Erbakan ise seçim kanununda yapılacak bir değişiklikle, Cumhur İttifakının daha çok temsil edilecek bir sistemin getirilmesinden endişe duyduklarını belirterek, "Temsilde adaletin sağlanması için getirilecek bir sistem olursa da elbette ki biz de destek oluruz." diye belirtti.
"Anayasada olmazsa olmazlardan bir tanesi de temel haklar ve ödevlerdir"
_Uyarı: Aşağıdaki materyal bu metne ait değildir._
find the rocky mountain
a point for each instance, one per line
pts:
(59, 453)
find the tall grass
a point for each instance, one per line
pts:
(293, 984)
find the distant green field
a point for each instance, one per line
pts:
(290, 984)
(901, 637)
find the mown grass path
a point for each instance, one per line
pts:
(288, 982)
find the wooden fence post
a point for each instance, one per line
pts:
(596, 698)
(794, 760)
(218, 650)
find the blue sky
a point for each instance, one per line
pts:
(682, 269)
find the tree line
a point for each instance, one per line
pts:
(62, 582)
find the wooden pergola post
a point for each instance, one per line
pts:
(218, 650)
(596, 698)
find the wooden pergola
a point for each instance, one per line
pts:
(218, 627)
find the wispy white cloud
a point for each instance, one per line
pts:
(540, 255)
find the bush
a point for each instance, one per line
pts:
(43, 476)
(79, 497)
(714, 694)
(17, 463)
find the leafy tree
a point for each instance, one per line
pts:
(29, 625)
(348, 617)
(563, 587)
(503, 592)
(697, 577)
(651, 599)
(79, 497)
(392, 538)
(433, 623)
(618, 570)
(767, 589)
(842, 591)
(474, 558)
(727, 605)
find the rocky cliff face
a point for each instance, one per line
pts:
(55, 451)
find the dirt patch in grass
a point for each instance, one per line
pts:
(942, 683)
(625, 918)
Sağlam, "Yeni anayasada vatandaşlık tanımının nasıl olması" gerektiğini hususundaki bir soruya da, "Önerimiz; bir vatandaşlık tanımı yapmayalım, buna gerek de yok. Ama anayasada olmazsa olmazlardan bir tanesi de temel haklar ve ödevlerdir. Burada şöyle bir tanımlama getirebiliriz; Belirtilen temel hak ve ödevlerin kullanılmasında bütün vatandaşlara eşit bir şekilde muamele edileceğine dair devlet, güvence veriyor. Aynı zamanda bu devletin görevi, sorumluluğun ve meşruiyet kaynağıdır. Tüm vatandaşların temel haklar ve ödevlerini devlet, kendisine bir görev olarak alıyorsa ve meşruiyet kaynağı olarak görürse bizce Türkiye'de vatandaşlık tanımı konusunda hiçbir sorun kalmayacak. Böyle bir tanımlamanın yapıldığı anayasa, ülkede bütün insanların kendilerini rahatlıkla ifade edebileceği ve kendi haklarının güvencesinin devlet olduğunu tasavvur edeceği, buna inanacağı bir yönetime kavuşmuş olacak." cevabını verdi. (İLKHA)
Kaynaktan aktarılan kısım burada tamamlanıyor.